Most people have likely heard the terms Alternative Dispute Resolution (ADR), Arbitration, and Mediation mentioned in different contexts, but many may not know exactly what they are and how they differ.
“Alternative Dispute Resolution” is generally any procedure for settling disputes by means other than litigation. “Arbitration” and “Mediation” are two types of ADR; although not the only two. There are also different forms of arbitration, such as Baseball Arbitration, and different forms of mediation, but that is a topic for another day.
The end-game of mediation and arbitration is the same, that is, to have the disputing parties resolve their dispute and evidence the terms of that resolution or settlement in writing. The major difference is the way in which that goal is achieved.
What is Mediation?
Mediation is an informal process where an impartial third-party helps the disputing parties find a mutually satisfactory solution to their differences. Mediation is a voluntary, confidential extension of the negotiation process where a facilitator guides the parties toward a mutually agreeable settlement. This is achieved by helping the parties clarify their underlying interests and concerns, and encouraging compromise and trade-offs based on the relative importance of each item to each party (not necessarily a tangible item). It is often used where the parties are at a stalemate in their own negotiations.
The mediator’s job is to facilitate a discussion or negotiation between the disputing parties to keep the parties talking and to help move them through the more difficult areas of disagreement. Mediators are not judges and they cannot give legal advice. They never impose a decision upon the parties; rather, they help the parties reach a mutually satisfactory agreement that they’re both motivated to sign and honor.
Mediation is a particularly well-suited process for disputing parties who want to play an active role in determining the outcome of a dispute because it provides an opportunity for parties and their representatives to work through issues with the assistance of an impartial third-person trained to facilitate resolution.
What is Arbitration?
Arbitration is a procedure whereby two or more parties agree to have an unbiased, neutral, third-party (or third-parties) act as judge and jury to resolve their dispute for them, outside of the court system. It is a simplified version of a trial involving limited discovery and simplified rules of evidence and usually decided by either 1 or 3 arbitrators. After giving the parties the opportunity to present their side of the story and to present any relevant documents or other evidence, the arbitrator(s) decide, based on the evidence, who wins and who loses the case. Arbitrators are typically not bound by the laws and procedures that attorneys and judges must adhere to. The parties typically agree to establish their own rules and procedure, or agree to a particular administrating organization’s existing rules and procedures – such as those used by eQuibbly.com.

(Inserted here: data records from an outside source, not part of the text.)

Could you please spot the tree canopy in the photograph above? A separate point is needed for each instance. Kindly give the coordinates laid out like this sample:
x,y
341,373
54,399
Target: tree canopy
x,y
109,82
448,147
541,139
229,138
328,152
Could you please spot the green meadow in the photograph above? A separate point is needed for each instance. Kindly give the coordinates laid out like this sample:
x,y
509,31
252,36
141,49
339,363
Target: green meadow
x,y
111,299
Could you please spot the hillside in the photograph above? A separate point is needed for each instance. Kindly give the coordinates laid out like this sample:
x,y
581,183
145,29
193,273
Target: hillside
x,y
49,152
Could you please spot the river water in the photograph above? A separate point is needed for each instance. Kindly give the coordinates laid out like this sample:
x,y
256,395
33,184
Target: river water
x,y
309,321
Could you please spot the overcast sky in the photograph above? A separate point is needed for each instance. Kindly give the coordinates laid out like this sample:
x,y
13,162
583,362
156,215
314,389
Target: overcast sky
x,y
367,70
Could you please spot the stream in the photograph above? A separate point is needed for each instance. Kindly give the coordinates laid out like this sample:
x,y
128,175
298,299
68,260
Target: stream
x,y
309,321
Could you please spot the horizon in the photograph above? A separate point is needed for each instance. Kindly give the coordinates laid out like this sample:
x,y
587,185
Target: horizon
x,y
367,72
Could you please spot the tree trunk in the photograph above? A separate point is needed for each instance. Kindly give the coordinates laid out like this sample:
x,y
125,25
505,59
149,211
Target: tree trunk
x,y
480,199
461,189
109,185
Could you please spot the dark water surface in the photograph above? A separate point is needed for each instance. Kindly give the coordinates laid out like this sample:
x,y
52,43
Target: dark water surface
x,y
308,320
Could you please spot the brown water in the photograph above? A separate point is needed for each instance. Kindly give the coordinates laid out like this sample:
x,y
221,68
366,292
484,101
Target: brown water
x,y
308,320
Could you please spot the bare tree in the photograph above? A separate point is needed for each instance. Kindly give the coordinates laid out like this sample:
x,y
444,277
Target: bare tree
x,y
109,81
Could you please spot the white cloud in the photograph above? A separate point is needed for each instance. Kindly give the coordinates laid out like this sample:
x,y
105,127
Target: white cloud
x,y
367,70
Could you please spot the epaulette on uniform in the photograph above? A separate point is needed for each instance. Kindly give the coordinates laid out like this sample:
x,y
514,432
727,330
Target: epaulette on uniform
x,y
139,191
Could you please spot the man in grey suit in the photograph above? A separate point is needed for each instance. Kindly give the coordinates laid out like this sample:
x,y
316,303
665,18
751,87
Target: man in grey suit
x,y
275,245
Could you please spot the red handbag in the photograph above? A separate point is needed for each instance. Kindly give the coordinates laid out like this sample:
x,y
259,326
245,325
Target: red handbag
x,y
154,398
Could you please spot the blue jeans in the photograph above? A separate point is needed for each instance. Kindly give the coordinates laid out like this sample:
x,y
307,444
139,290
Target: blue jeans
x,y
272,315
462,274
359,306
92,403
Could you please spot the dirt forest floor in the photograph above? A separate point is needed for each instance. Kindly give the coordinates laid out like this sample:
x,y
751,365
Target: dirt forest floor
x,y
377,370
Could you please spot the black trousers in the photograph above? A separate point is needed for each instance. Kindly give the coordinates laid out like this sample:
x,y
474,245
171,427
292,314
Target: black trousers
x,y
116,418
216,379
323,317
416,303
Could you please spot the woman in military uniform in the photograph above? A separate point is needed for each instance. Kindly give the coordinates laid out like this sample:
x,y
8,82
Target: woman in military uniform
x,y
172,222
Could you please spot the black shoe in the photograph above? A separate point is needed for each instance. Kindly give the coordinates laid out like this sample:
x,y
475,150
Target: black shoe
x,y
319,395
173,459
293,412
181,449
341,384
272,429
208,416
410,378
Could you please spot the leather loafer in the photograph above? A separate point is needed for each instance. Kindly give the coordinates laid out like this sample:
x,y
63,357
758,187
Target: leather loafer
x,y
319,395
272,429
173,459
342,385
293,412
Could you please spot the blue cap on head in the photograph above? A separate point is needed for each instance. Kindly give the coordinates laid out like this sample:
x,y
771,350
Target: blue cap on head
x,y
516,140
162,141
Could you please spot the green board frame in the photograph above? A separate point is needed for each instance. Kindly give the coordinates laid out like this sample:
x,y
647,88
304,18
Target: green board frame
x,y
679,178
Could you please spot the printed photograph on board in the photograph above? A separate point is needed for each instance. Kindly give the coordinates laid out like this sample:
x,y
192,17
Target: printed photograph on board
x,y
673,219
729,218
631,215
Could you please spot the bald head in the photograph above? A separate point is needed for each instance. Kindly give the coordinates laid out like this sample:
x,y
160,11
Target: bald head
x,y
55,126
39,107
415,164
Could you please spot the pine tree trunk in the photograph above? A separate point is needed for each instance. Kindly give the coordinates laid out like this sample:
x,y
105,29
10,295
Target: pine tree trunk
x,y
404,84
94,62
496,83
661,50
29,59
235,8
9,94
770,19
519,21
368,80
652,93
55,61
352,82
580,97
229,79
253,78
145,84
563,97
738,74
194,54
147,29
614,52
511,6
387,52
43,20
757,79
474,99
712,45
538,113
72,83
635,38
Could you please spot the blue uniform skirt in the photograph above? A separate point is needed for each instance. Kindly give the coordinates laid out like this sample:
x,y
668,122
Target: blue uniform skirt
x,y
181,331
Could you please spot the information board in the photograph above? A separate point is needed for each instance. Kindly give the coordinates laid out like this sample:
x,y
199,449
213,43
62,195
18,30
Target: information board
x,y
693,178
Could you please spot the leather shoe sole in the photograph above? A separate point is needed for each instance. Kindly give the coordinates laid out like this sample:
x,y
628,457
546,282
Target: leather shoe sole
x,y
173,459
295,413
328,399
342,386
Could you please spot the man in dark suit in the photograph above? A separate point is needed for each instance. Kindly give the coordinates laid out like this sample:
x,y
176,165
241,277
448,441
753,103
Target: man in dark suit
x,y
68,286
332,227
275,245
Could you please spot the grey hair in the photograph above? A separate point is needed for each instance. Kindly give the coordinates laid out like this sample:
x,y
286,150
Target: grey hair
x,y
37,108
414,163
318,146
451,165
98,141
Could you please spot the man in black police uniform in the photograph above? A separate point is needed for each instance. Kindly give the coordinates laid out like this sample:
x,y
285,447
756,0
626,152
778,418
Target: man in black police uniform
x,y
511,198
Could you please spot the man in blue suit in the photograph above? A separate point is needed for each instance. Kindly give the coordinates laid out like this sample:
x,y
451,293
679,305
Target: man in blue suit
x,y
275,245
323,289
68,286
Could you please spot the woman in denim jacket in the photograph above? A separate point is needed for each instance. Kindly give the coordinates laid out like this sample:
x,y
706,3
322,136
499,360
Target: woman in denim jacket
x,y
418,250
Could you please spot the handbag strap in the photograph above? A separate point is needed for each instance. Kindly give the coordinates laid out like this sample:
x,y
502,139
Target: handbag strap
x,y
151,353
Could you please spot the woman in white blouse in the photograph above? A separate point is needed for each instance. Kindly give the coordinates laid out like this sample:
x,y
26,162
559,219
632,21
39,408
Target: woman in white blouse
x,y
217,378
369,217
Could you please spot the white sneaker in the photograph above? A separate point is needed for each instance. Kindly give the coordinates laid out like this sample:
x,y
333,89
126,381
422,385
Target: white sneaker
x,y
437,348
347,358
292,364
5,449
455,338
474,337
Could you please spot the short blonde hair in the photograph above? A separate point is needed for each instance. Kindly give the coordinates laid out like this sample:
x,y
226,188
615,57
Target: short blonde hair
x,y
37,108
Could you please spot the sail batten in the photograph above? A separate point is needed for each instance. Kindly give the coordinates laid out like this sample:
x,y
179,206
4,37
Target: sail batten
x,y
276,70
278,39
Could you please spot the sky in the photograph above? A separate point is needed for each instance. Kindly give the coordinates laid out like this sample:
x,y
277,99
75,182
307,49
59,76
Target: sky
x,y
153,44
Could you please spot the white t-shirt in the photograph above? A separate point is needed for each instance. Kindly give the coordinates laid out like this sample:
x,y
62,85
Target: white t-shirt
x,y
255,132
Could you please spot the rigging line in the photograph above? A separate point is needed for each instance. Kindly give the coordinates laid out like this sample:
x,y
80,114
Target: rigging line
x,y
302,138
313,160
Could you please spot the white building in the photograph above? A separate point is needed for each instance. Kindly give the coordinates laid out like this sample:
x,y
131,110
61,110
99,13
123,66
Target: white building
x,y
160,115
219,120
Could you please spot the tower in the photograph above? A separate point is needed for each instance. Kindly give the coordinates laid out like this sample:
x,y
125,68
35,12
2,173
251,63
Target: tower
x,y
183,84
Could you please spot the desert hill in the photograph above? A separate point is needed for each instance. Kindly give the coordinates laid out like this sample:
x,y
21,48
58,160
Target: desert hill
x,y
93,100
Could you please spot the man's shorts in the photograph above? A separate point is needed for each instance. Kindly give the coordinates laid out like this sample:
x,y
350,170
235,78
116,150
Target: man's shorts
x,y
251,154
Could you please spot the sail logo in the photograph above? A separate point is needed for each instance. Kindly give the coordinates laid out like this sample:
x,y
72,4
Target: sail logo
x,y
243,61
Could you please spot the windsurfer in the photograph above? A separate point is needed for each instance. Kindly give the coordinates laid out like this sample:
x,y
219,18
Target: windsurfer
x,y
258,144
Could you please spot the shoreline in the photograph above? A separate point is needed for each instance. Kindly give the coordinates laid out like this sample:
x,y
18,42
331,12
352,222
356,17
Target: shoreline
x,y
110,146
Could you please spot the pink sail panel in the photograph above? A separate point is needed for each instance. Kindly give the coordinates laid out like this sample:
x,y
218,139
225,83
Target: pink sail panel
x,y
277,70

If the parties agree in advance to “binding arbitration”, the decision of the arbitrators is usually enforceable in a court of law if the losing party does not comply with the terms of the decision. If the parties agree in advance to “non-binding arbitration”, the decision is not enforceable in a court of law; this form of ADR is sometimes used to give the parties an indication of the respective merits of their cases; that is, a reasonable approximation as to which party might win or lose in binding arbitration or in some circumstances, in litigation. The parties are still able to pursue their case in court following non-binding arbitration.
Arbitration is more similar to traditional litigation than is mediation. One important difference to litigation is that, unlike court decisions, arbitration offers limited rights of appeal after a decision is made by the arbitrator. Many contracts, including some consumer contracts like your cell phone service contract or credit card application, have clauses which require that disputes arising out of that contract be subject to binding-arbitration rather than being litigated in court. This helps companies keep their costs down and keep their disputes private.